Kathleen Folbigg inquiry hears ‘bad variant’ of gene likely led to daughters’ deaths
Two genetic experts have told the inquiry into the convictions of Kathleen Folbigg that a “bad variant”, or rare genetic mutation, likely led to the deaths of her two daughters.
However, the variant does not explain the deaths of her two sons, the inquiry heard.
Genetic variants identified in Folbigg and her daughters Laura and Sarah were not discovered until nine years after she was convicted of killing her four children in 2003.
Professors Mette Nyegaard and Michael Toft Overgaard are among authors of a scientific article that partially led to the inquiry, the second in three years, and appeared together at a hearing in Sydney on Tuesday.
The article, known as the Brohus article throughout the inquiry, was published after the 2019 inquiry.
It stopped short of saying the identified variants caused the deaths of the two girls. However, the inquiry under former NSW chief justice Tom Bathurst KC on Tuesday heard it very well could have.
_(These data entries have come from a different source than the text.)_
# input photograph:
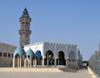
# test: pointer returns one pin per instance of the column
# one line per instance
(43, 62)
(13, 62)
(55, 62)
(35, 63)
(25, 62)
(30, 62)
(20, 62)
(47, 62)
(58, 61)
(66, 61)
(47, 58)
(38, 63)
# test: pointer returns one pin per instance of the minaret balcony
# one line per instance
(24, 31)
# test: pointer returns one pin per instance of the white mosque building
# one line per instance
(43, 53)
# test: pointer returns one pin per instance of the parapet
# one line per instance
(53, 43)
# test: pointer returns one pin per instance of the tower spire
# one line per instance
(25, 28)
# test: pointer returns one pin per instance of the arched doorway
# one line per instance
(61, 58)
(49, 58)
(72, 56)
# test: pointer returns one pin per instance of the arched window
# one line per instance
(5, 54)
(0, 54)
(8, 54)
(72, 56)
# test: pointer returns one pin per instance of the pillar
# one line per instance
(30, 62)
(35, 63)
(47, 58)
(20, 62)
(25, 62)
(13, 62)
(47, 62)
(58, 61)
(38, 62)
(43, 61)
(55, 62)
(66, 61)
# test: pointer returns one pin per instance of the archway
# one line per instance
(61, 58)
(72, 56)
(49, 58)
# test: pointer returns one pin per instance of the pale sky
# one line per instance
(65, 21)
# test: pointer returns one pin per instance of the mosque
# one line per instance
(43, 53)
(40, 53)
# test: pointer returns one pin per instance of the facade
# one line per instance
(43, 53)
(6, 54)
(25, 28)
(94, 63)
(57, 53)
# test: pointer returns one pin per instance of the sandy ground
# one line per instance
(82, 73)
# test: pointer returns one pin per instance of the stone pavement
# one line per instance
(82, 73)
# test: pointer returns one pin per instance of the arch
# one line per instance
(49, 58)
(72, 56)
(17, 56)
(61, 58)
(38, 55)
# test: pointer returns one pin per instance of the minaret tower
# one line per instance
(25, 28)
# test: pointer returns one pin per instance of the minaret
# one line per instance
(25, 28)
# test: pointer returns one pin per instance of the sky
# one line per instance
(62, 21)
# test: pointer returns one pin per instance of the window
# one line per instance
(8, 54)
(0, 54)
(26, 22)
(12, 55)
(5, 54)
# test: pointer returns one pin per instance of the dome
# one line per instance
(25, 14)
(19, 51)
(30, 53)
(38, 55)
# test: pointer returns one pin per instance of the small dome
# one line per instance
(19, 51)
(30, 53)
(25, 14)
(38, 55)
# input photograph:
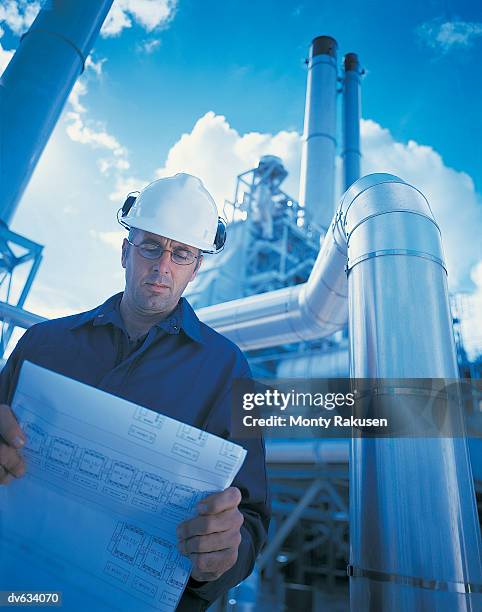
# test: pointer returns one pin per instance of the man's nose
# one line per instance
(163, 263)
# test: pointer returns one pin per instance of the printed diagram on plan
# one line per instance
(107, 483)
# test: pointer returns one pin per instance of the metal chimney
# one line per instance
(35, 86)
(319, 136)
(351, 120)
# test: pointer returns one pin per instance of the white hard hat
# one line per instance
(177, 207)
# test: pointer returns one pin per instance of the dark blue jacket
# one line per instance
(183, 369)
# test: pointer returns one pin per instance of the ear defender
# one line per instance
(220, 239)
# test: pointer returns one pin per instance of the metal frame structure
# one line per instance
(11, 261)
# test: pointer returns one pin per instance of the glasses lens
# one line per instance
(150, 250)
(182, 257)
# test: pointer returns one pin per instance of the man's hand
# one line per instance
(12, 439)
(211, 539)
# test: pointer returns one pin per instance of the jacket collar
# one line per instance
(183, 317)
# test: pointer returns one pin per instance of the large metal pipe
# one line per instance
(414, 532)
(351, 154)
(415, 539)
(317, 177)
(35, 87)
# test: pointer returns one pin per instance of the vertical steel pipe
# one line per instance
(351, 155)
(317, 178)
(414, 532)
(35, 87)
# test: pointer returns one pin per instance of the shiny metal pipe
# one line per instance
(351, 154)
(35, 87)
(414, 532)
(317, 177)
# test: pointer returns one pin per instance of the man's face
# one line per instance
(154, 286)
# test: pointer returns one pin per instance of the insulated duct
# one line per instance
(35, 87)
(317, 177)
(415, 538)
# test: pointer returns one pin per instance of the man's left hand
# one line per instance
(211, 539)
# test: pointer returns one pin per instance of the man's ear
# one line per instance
(198, 265)
(125, 249)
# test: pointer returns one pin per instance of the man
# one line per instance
(147, 346)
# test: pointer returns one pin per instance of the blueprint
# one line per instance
(107, 483)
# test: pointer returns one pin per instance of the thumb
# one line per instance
(10, 430)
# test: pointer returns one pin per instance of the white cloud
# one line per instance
(97, 138)
(96, 67)
(445, 35)
(149, 46)
(217, 153)
(5, 56)
(112, 239)
(94, 134)
(79, 89)
(456, 206)
(150, 14)
(18, 14)
(125, 185)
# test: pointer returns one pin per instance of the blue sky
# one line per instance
(209, 86)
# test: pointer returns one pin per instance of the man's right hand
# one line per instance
(12, 439)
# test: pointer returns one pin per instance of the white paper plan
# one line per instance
(107, 483)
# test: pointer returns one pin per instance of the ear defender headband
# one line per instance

“Would you say if it was ‘likely’ that the girls died by reason of the variant?” junior counsel assisting the inquiry, Julia Roy, asked the two Danish scientists.
“We think it is likely this mutation could have caused the death,” Overgaard said.
“It looks like a bad variant,” Nyegaard agreed.
The girls died long before the genetic variant was discovered.
The pair agreed that their conclusion was based only on their research and the material they had been provided, and no weight was given to the fact the two girls’ brothers had also died.
Diaries and journals seized by police were a key factor in Folbigg’s conviction and will be re-examined when the inquiry resumes in February.
The genetic variant affects the calcium-binding protein calmodulin, an
early building block of life.
“It was regarded in the scientific community up until 2012 that variations in calmodulin were incompatible with life,” Overgaard said.
Nyegaard identified variants in a large Swedish family, surprising the scientific community.
Three different genes in the human genome produce calmodulin. The variant identified in Folbigg, specifically CALM2 G114R, can affect the electrical activity of the heart.
Overgaard said that variant was recently analysed. “There’s a significant impact on how calmodulin can bind to the (cardiac ion) channel,” he said.
Bathurst is being asked to form his own view on whether there is any reasonable doubt about Folbigg’s guilt.
The inquiry comes 19 years after she was sentenced for the murder of three of her children and the manslaughter of a fourth.
The children, born separately between 1989 and 1997, were aged between 19 days and 18 months old when they died. Folbigg was charged in April 2001.
The NSW governor has ordered the re-examination after a petition from scientists calling for an inquiry due to new evidence.
Folbigg was sentenced to 40 years in prison in 2003, later reduced on appeal to 30 years with a non-parole period of 25.
She is not eligible for parole until 2028.